If we are determined to exclude from future success the extreme separatist ambitions of both Plaid Cymru and the SNP — which appears to be the wish not only of Westminster politicians but of the Scottish and Welsh people — it is the development of the United Kingdom which should preoccupy us above all. The most unfortunate aspect of the White Paper proposals is that, if implemented, they would encourage contrifugal tendencies within the UK. This would happen, moreover, at a time when the interests of all the British people depend to a large extent on our effective representation in the councils of the EEC, a representation which cannot be served if we are too deeply preoccupied with competition among ourselves.

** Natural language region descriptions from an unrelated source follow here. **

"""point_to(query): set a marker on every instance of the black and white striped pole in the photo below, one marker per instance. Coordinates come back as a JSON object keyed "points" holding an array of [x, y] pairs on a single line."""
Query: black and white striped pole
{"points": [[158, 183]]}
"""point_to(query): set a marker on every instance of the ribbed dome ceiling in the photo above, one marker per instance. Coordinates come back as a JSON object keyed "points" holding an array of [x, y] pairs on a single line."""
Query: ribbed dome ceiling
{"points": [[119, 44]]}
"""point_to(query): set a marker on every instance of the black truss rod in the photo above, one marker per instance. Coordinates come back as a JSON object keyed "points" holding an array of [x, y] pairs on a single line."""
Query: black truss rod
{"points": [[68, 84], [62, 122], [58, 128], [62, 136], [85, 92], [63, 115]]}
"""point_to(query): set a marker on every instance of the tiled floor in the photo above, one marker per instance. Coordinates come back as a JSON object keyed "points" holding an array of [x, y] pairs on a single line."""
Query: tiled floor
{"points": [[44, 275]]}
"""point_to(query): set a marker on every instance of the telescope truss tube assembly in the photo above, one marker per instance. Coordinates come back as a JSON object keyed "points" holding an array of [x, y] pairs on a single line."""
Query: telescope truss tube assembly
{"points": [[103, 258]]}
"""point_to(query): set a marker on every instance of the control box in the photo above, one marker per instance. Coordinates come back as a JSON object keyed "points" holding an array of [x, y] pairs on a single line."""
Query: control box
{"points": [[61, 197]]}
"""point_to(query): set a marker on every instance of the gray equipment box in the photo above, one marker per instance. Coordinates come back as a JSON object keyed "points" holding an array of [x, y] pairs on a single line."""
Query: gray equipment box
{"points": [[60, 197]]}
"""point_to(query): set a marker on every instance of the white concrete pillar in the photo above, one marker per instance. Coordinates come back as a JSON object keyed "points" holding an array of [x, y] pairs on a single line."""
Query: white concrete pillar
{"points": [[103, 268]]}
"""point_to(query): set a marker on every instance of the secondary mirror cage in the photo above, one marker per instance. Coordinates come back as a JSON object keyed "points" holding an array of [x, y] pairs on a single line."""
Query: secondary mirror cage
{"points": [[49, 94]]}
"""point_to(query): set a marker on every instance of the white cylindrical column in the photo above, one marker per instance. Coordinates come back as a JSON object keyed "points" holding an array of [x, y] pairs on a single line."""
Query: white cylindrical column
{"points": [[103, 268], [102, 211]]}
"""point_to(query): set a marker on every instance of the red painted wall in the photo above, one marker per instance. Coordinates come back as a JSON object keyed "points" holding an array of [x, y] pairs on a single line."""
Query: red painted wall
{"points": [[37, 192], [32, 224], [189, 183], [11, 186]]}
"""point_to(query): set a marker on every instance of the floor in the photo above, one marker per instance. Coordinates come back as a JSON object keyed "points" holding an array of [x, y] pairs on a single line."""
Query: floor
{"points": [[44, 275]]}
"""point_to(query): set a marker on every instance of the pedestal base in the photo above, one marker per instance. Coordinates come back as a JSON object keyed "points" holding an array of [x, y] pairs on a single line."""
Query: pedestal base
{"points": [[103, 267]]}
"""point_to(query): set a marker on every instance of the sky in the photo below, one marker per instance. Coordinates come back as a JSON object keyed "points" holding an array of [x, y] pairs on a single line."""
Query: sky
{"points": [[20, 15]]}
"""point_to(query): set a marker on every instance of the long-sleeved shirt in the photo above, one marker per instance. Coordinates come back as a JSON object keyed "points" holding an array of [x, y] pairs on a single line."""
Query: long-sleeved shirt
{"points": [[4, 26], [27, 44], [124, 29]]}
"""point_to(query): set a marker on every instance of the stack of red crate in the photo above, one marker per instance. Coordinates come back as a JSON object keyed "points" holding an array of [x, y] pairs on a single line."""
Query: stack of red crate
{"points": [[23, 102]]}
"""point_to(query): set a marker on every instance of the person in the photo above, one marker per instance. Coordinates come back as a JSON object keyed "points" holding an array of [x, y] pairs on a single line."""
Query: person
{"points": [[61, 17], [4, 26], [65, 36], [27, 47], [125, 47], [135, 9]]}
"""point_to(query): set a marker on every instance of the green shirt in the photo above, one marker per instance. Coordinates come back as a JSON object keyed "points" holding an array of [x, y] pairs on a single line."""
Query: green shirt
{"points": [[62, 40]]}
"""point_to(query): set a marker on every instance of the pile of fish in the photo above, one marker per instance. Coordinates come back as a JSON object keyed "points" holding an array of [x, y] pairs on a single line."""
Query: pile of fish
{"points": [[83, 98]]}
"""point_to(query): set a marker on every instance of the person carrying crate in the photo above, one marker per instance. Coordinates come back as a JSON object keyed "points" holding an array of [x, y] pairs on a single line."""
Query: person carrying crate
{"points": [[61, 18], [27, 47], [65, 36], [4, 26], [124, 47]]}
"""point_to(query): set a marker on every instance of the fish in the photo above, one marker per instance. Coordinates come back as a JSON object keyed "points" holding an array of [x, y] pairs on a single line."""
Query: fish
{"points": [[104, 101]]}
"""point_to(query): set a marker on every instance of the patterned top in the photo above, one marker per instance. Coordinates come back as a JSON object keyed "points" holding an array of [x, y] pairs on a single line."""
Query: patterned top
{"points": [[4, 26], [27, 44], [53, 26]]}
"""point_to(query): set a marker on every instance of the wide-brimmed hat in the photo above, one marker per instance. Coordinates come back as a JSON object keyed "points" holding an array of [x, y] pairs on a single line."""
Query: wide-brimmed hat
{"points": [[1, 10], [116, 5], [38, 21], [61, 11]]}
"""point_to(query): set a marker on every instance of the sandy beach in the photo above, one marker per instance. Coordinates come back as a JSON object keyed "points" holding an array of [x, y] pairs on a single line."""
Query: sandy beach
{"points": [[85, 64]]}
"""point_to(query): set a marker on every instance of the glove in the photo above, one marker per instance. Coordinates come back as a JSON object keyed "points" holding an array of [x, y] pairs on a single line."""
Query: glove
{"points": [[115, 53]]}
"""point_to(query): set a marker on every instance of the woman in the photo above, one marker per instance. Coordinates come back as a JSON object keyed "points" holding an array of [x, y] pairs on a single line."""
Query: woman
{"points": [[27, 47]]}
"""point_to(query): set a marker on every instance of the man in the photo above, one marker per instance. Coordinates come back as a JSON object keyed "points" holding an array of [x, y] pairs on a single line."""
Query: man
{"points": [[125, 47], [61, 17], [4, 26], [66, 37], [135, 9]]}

For these reasons, among others, Mrs Thatcher has been wise to suggest that the White Paper should be regarded as a prelude to debate rather than a conclusion. It seems beyond doubt that the principal motive of the Government in devising its proposals has been fear of the nationalist parties, and not consideration of that burgeoning desire for greater freedom from the intrusions of central government which is nowadays common to nearly all local communities, and in the case of Scotland and Wales merely exacerbated by their cultural differences from the English.

The challenge for politicians now is to find not just a theoretically satisfactory, but a genuinely popular, means of translating the desire for devolution, the desire for freedom from oppressive government, into practicality without dismembering the United Kingdom.